Via la métamorphose de ces objets ou rebus préexistants, Tatiana Wolska déplace le regard du spectateur pour l’amener dans le champ de l’imaginaire et de la fantaisie. Sa pratique trouve en cela des correspondances avec celle d’Henrique Oliveira. Si Oliveira travaille à partir de chutes de bois provenant des toits des favelas, Tatiana Wolska utilise des chutes issues d’entreprises de charpente.
Là où l’artiste brésilien transmet une idée sociétale du rebus (la réappropriation d’éléments de construction pauvres dans le champ sublimé de la forme artistique), Tatiana Wolska nous amène à considérer son caractère mécanique.
Le temps long du process ainsi que le geste systématique manipulant la forme répétitive du rebus de charpente (les chutes, issues d’un même mouvement de machines, ont souvent des formes identiques), nous renvoient au temps et au geste de l’ouvrier ainsi qu’à la chaîne d’assemblage d’objets normés.
Si Tatiana Wolska travaille parfois autour de formes proches des objets issus d’une standardisation usinale, un décalage s’opère dans la finalité de leurs fonctions. L’étui pour sculpture potentielle (2009), cercueil de bois et de polyuréthane, attend éternellement une œuvre qui n’y mourra pourtant jamais.
Les œuvres de Tatiana Wolska ont la particularité de ne s’inscrire dans aucune mouvance précise de l’histoire de l’art: ses influences sont transhistoriques. Elles nous renvoient autant au baroque par certains de leurs aspects (les volutes, le motif et la torse sont chez elle des figures récurrentes) qu’à l’arte povera, et notamment Penone, par l’utilisation d’un «état primitif de la matière».
L’histoire de l’art est ici, au même titre que la littérature ou la musique, une part de la toile de fond sur laquelle s’inscrit la pratique de l’artiste. Ce ne sont pas ses dimensions théoriques et/ou conceptuelles qui sont ici au centre du propos mais plutôt ses qualités philosophiques et ontologiques; car Tatiana Wolska est un artiste du faire, du sensible.

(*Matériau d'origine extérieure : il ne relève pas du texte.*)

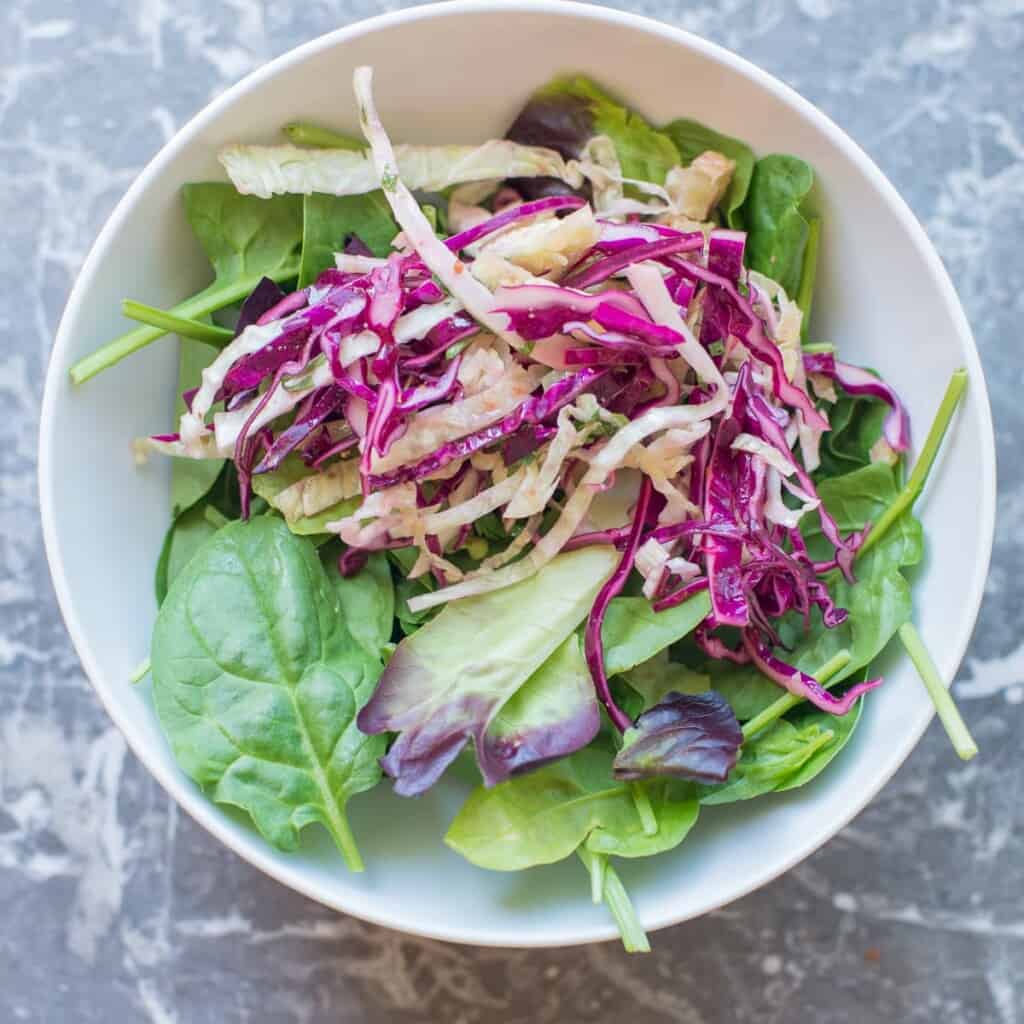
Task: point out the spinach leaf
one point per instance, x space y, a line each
776 758
367 601
446 682
568 112
257 682
543 817
777 230
856 426
879 602
692 138
633 632
246 239
329 220
192 478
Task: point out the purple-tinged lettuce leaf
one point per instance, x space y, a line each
446 682
687 735
553 714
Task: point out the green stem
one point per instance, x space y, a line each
642 802
596 866
914 485
778 708
215 517
808 273
176 325
141 671
211 299
949 716
307 133
617 901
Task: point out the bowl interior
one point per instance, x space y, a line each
883 297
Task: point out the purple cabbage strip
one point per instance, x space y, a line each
725 253
538 311
799 683
510 215
593 647
854 380
603 268
532 410
686 735
325 402
263 297
762 347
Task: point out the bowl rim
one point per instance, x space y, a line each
204 811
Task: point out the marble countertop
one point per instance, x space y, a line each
116 907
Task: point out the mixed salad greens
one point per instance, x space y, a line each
520 452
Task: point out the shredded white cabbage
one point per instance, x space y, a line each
274 170
696 189
438 258
545 246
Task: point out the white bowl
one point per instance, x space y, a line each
458 73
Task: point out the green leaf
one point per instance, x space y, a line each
329 220
543 817
367 602
777 230
192 478
879 602
776 758
692 138
644 153
257 682
633 632
309 133
245 238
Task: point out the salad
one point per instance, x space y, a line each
521 455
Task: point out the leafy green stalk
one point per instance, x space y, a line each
617 901
911 491
805 294
308 133
775 711
206 302
948 714
215 517
648 819
181 326
596 863
140 672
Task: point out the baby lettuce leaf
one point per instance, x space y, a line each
543 817
328 222
192 478
448 681
658 676
633 632
245 238
367 601
554 713
856 426
776 756
776 229
567 113
692 736
257 681
692 138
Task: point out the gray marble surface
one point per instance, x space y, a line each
116 907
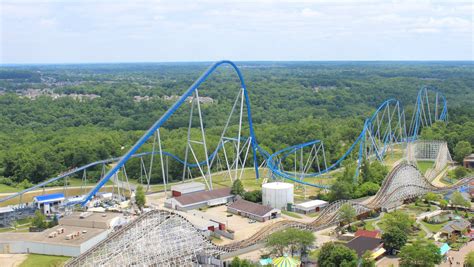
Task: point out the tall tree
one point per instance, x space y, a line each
140 199
461 150
335 255
398 219
458 200
469 259
394 239
347 213
367 260
422 252
237 188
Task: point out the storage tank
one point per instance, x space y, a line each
277 194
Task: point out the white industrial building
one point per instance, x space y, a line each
74 235
182 189
311 206
49 203
277 195
200 199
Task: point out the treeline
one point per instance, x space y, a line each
291 103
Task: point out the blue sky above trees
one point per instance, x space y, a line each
147 31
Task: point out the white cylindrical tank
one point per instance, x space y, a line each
277 194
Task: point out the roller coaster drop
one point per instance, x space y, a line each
387 126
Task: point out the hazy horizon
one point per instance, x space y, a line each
76 32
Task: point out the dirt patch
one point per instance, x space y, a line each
12 260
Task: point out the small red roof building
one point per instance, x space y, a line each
367 233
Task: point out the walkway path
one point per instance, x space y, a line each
420 218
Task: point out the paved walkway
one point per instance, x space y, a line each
458 256
420 217
12 260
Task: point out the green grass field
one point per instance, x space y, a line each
291 214
434 227
37 260
7 189
423 166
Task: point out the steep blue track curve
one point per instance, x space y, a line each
273 160
168 114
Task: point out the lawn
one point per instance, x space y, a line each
434 227
393 156
7 189
423 166
34 260
291 214
369 225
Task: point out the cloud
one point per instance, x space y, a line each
308 12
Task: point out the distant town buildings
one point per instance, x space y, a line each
468 161
202 99
34 93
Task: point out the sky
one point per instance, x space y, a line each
86 31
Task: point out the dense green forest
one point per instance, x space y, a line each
292 102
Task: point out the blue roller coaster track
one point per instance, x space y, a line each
389 116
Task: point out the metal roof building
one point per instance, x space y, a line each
200 199
310 206
253 211
182 189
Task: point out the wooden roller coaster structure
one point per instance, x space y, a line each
126 246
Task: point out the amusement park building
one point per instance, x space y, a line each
74 235
200 199
468 161
187 188
253 211
310 206
277 195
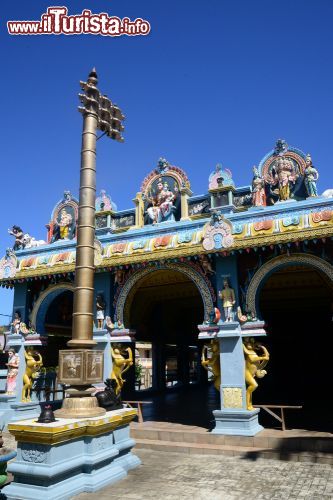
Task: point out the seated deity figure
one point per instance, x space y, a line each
120 365
162 204
64 224
284 175
256 358
13 367
258 189
311 177
16 323
100 311
228 300
18 234
33 366
210 360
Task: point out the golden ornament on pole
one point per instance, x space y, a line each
82 366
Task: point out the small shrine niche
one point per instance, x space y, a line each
284 174
164 195
221 187
104 203
62 225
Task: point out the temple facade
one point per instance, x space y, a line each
234 286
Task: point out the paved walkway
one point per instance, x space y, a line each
169 476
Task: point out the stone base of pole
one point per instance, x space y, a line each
80 368
80 403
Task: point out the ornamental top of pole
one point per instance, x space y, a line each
92 78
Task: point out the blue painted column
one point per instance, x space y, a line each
102 285
21 300
226 267
232 417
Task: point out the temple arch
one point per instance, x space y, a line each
267 269
43 302
128 290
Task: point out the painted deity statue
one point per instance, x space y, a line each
162 204
256 358
120 365
284 175
311 176
16 323
210 360
13 367
228 300
258 189
100 311
32 367
65 223
18 234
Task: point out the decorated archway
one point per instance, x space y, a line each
43 302
133 282
267 269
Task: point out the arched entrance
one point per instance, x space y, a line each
295 300
52 315
164 308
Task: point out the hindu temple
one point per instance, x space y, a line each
219 301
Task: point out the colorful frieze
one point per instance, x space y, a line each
238 228
8 265
185 237
162 241
217 233
220 178
321 217
262 227
104 203
291 223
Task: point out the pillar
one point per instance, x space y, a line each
139 210
20 302
233 417
185 193
102 286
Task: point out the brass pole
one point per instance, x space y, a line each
82 329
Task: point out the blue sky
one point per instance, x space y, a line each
215 81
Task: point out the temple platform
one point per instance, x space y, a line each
294 444
64 458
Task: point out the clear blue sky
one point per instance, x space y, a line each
215 81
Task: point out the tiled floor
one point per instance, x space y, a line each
170 476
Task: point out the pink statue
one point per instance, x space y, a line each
258 189
13 366
162 203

Dans sa pratique, le concept naît de la forme et non l’inverse: c’est l’agencement des matériaux qui donnent naissance à la pièce qui fera peut-être œuvre. En rejetant le concept comme ordre premier de la création, Tatiana Wolska se place en faux par rapport à certaines postures contemporaines: ici l’homo faber, l’homme qui fabrique, et l’homo ludens, l’homme qui joue, retrouvent leurs droits.

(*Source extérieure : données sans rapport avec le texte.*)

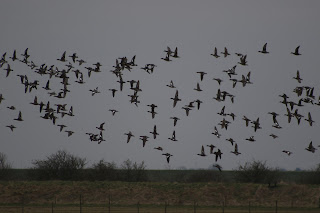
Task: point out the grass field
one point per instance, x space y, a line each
38 196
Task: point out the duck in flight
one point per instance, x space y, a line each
236 150
309 119
264 49
218 167
173 137
175 120
171 85
168 155
113 111
8 69
297 77
296 51
63 57
11 127
129 135
144 139
211 148
154 132
218 154
215 54
19 117
311 148
201 75
216 133
176 98
198 88
287 152
202 153
225 53
159 148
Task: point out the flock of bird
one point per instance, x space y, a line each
72 65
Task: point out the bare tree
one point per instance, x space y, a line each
133 171
5 166
257 172
104 170
60 165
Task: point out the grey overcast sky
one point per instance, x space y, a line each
102 31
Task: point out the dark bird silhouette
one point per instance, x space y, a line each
264 49
113 111
231 141
63 57
129 135
273 136
211 148
175 53
225 53
176 98
154 132
19 117
14 56
173 137
61 126
251 139
101 127
310 121
69 132
311 148
159 148
216 133
12 127
198 103
287 152
297 77
236 150
247 120
201 75
218 80
144 139
11 107
168 155
113 92
218 167
218 154
171 85
175 120
296 51
202 153
8 69
215 54
198 88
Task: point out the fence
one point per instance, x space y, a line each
108 207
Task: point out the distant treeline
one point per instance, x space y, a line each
64 166
184 176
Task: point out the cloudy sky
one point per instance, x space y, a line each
102 31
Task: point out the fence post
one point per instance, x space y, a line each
109 204
80 204
165 207
222 206
22 204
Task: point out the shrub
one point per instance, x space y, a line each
61 165
133 172
104 170
256 172
5 167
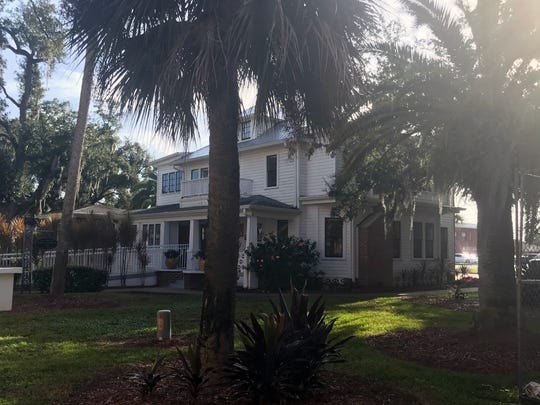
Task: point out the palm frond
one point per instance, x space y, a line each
447 27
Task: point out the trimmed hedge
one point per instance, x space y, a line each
78 279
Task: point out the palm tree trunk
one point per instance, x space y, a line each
74 176
497 290
218 306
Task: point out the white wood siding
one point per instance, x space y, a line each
253 166
406 261
312 227
317 170
167 198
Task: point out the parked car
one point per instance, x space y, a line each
461 258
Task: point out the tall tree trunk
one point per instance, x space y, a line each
74 177
497 290
218 306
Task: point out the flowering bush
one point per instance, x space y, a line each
278 262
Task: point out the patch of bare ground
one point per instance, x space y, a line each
118 389
459 351
45 302
471 351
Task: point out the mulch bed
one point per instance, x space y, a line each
463 351
460 351
341 389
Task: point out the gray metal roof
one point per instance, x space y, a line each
278 133
251 201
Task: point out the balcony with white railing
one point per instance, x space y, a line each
199 187
425 197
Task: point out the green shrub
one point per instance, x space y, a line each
283 352
278 262
78 279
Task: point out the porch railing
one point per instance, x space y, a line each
124 258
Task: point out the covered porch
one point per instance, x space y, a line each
184 230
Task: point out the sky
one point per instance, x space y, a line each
65 81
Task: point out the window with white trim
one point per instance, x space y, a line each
396 239
418 238
423 240
430 240
333 237
171 182
152 234
444 243
271 171
245 130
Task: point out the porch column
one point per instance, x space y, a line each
250 279
191 263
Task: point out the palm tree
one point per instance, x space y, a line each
471 112
168 60
74 176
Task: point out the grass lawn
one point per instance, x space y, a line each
44 356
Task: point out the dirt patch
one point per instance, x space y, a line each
175 341
462 351
45 302
118 389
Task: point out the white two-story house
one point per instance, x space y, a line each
286 192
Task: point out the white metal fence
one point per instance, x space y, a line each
10 259
124 259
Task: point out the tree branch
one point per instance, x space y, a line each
9 97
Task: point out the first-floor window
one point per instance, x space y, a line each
417 239
152 234
430 238
333 237
396 239
444 243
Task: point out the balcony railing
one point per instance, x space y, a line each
430 197
199 187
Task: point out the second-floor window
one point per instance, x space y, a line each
201 173
396 239
430 238
245 130
418 231
271 171
152 234
171 182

Le minimalisme et le white cube sont également remis en cause: la forme industrielle est ici façonnée, transformée et porte la trace d’un travail manuel; certaines œuvres parasitent l’espace et contrarient sa structure.
L’exemple le plus frappant est une de ses plus récentes créations, Porte-Sculpture (2012/2013): sorte d’igloo/tanière, elle accueille divers œuvres en son sein et les transpose dans un univers organique, utérin. Une manière de refuser le diktat de la monstration contemporaine, puisqu’elle «impose» au spectateur l’intimité de la pratique au lieu de l’«exposer» dans l’espace neutre et blanc de la salle d’exposition. (Pauline Thyss, janvier 2013).